By Judy Brandon: local columnist

What is a sacrifice? Think about that question this day before Christmas.  Sacrifice is usually an underused word during the Christmas season because of all the spending. Yet, there is a popular Christian song that begins with this question: “How can I offer anything that costs me nothing?” That is something to contemplate.

Several years ago, I read an article in a magazine about a Christian worker in Chile. The inner city was her assignment where she worked among the millions in one of the larger metropolitan areas. The purpose of this inner-city mission where she worked was to reach out to the poor families in the area.

They fed the poor, distributed clothes to them and told them about Christ. Reaching out to a vast city in a foreign country was quite an undertaking but this missionary believed that the inner-city mission was a vehicle to spread God’s love.

The missionary outlined some of her plans and she acknowledged some of the needs of the mission. Readers were encouraged by the editors to respond with donated items.

Part of the program at the mission was the collection of toys and gift items for distribution to the poor children who visited the center. The workers then presented those children with some item from America. The children of the country treasured the toys and games from the USA. These objects were prized.

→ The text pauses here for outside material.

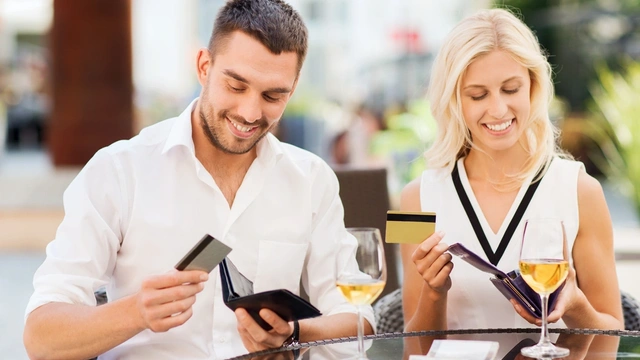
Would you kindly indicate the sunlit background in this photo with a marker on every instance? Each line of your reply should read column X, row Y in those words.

Yet, one observation was interesting. The missionary mentioned that they were always looking for good items they could distribute. She had been embarrassed on several occasions because of the condition of the donated items she had received from the United States.

Sometimes the shipments were full of broken toys, and stuffed toys that were ripped, missing material from their stuffing. They had opened boxes with dolls missing an arm or leg, doll clothes with no dolls, half-used spiral notebooks, and puzzles and games with pieces missing. Once, they opened several baggies with a collection of nearly dried markers, bent and rusty scissors, and old pencils!

“Most of the time,” the director said, “we just get junk and we are embarrassed to give it to anyone … certainly not a precious expectant child.”

Then she added: “It is a little difficult to tell a child that God loves them and then present them with junk from Christians in the United States who claim to be interested in them.”

I thought of all the efforts to feed and clothe the hungry and care for children of the homeless and poor families right here in the United States! I thought about Clovis. I am sad to say that too many times I have fallen into the same selfish trap. I give always my second best — that is if I give at all.

I think about that this Christmas season. When reaching out to those in need, how hypocritical to give my leftovers. A real sacrifice will cost me something.